When we look back to the ’90s, back when something that was called post-rock was as vital a part of the musical landscape as Britpop or grunge, we might find ourselves wincing at the apparent uselessness of this subgeneric category, or we might find ourself wincing at the uselessness of all subgeneric categories, or we might find ourselves just not caring either way.Post-rock was described somewhere apocryphal as what happened if you ditched your vocalist and hired John McEntire to produce your album. And as far as it goes, some of this was true of Trans Am; the McEntire production credit was there, also the lack of songwriterliness and the lack of a singer too; at least initially. Back then, if we were to attend one of those very serious gigs where people with glasses, dressed in black, would painstakingly appreciate those re-imaginings of fusion and krautrock via of-the-moment electronica that were Tortoise gigs, one would often see Trans Am on the same bill playing a very different take on genre-defying hybridity.
What Trans Am had, and still have here on their tenth album, is a perverse sense of humour. If Tortoise were the tasteful dinner party face of post-rock, Trans Am were its jokers. Straight-faced comedians who would dare you to groove to classic rock motifs, electro and eerie ’80s library music. As with their sister band, The Fucking Champs, there is often a sense that the band are laughing at, as much as with, the audience. In that everything that they have ever done is so immaculately realised only exacerbates this absurdity in their programme.The album Volume X opens with “Anthropocene”: it’s what might approximate a blueprint Trans Am groove. Unrelenting, cold-edged, that phart rock bass rolling their juggernaut out towards the teleological vanishing point. But what has happened here? There is no vocoder on Nathan Means‘ vocals. What has happened to the trademark robot voice? Is this a sign that The Am have finally grown up and are willing to embrace their frail humanity? Probably not.

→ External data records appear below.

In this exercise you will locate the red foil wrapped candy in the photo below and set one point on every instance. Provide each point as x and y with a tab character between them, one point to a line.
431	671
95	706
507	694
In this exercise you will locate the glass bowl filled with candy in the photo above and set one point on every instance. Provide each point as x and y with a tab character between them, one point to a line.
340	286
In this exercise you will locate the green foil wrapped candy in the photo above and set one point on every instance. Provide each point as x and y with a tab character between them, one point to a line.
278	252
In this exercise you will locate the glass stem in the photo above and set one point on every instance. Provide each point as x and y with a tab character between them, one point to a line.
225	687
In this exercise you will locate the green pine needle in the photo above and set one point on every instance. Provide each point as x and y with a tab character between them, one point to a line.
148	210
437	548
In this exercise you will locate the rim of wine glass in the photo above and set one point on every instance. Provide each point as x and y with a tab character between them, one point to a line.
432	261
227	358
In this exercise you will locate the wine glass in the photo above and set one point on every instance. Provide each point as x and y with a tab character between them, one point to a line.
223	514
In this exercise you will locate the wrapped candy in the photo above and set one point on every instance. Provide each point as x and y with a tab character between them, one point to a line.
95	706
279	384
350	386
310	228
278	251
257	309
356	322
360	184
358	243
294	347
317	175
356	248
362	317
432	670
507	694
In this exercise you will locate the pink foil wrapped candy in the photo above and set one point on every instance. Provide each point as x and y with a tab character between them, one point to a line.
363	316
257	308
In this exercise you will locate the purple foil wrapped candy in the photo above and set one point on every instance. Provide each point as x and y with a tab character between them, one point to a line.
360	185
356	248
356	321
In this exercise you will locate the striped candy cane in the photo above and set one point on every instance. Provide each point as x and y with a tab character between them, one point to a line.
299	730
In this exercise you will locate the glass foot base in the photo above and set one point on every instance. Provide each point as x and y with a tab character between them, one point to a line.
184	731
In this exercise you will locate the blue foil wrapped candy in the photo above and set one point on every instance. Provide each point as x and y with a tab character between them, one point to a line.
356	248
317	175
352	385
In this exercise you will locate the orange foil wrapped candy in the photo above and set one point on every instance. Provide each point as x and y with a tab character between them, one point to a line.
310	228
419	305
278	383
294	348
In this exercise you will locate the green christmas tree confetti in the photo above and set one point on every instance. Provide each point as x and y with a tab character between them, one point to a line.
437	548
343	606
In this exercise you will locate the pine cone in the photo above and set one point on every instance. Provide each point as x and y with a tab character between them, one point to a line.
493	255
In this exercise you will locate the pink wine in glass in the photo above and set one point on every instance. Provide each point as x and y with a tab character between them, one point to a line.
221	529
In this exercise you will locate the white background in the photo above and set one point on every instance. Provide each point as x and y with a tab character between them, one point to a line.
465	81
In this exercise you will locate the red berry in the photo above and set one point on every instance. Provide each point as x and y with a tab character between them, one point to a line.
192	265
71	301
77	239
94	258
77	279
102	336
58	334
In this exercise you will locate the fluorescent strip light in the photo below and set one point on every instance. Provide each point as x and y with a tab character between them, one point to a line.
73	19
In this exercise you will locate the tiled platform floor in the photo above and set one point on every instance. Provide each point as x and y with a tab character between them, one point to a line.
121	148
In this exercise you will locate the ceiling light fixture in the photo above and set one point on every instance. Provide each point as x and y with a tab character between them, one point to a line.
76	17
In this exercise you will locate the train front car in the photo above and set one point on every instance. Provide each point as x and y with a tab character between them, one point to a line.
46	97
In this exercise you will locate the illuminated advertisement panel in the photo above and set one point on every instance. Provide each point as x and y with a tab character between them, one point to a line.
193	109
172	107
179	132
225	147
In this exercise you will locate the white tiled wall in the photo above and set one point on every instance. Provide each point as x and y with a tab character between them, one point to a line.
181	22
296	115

Fortunately the vocoder is back on “Reevaluations,” a tight electro funk number that is probably impossible to dance to without a sleeveless T-shirt. It’s a killer hairspray commercial of a track, po-faced but irresistable. The tumbling arpeggiator that follows it in “Night Shift” is deeply keyed-in to ’70s synthesizer virtuosi, and in the wake of Phil Manley‘s debut with his other project Life Coach, (not to be mistaken for his solo album Life Coach) we suspect that the coach himself is responsible for this pineal eye-enlarging opus.And speaking of vocoders, as we were, the discotheque continues to pulse on “K Street,” which interrogates its subject with the very timely question: “What’s your fucking problem?” My fucking problem with this track is that it is too short. I’d like more of it. But then again, as they tear the quotidian a new one with the technology-thrash of “Backlash,” we are reminded of The Fucking Champs revisioning of metal; although the hyper-speed riffin’ here also reminds us of Ministry at their least tedious.
If there’s a weak track on this album, it might be “Ice Fortress.” Not because it’s a weak track — on any other album, especially an Ozric Tentacles album, it would be an absolute blinder — but here it feels a bit filler-ish. A track called “Failure” follows it. It isn’t. It’s an outstanding technical exercise, which in the days when post-rock was still in its youth would have been a stylistic statement of great beauty.The most beautiful thing on this album, “I’ll Never,” is like an entropic power ballad from a lovelorn remake of Tron. It’s a bonafide hit single — something that post-rock bands certainly don’t do. It is also lean, mean and due to become your favourite song for several weeks at least. Ahead of the launch of the album, Trans Am released an alternate Jesus & Mary Chain-styled version of the song, which casts an interesting sidelight upon the album track, but achieves neither the glacial majesty of this version nor the teenage moshpit swagger that it was perhaps intended to. Following this, “Megastorm” picks up the blueprint groove again with a proper red-faced rock out. There’s a touch of John Carpenter in there and the usual steel grey eight-bit skies, driving rain and fast cars. But it is on the final track, “Insufficiently Breathless,” a title which resembles a cryptic crossword clue and the only real contender to the crown of “I’ll Never,” that we glimpse the pastoral vista of twelve strings and Mellotrons, tasting as much of folksy Led Zep as Amon Düül II. It’s a long drift in an air balloon across patchwork landscapes, where the scent of spiced bathroom candles rises to meet the aeronaut as she is carried to her next incarnation.
Whatever might be said about Volume X as Trans Am’s tenth album, as a summation of their career so far, or a foretaste of what is to come, it’s a very strong set of recordings. If anything, the stylistic melange and playful hybridity of The Am makes more sense now in 2014 than it has ever done before.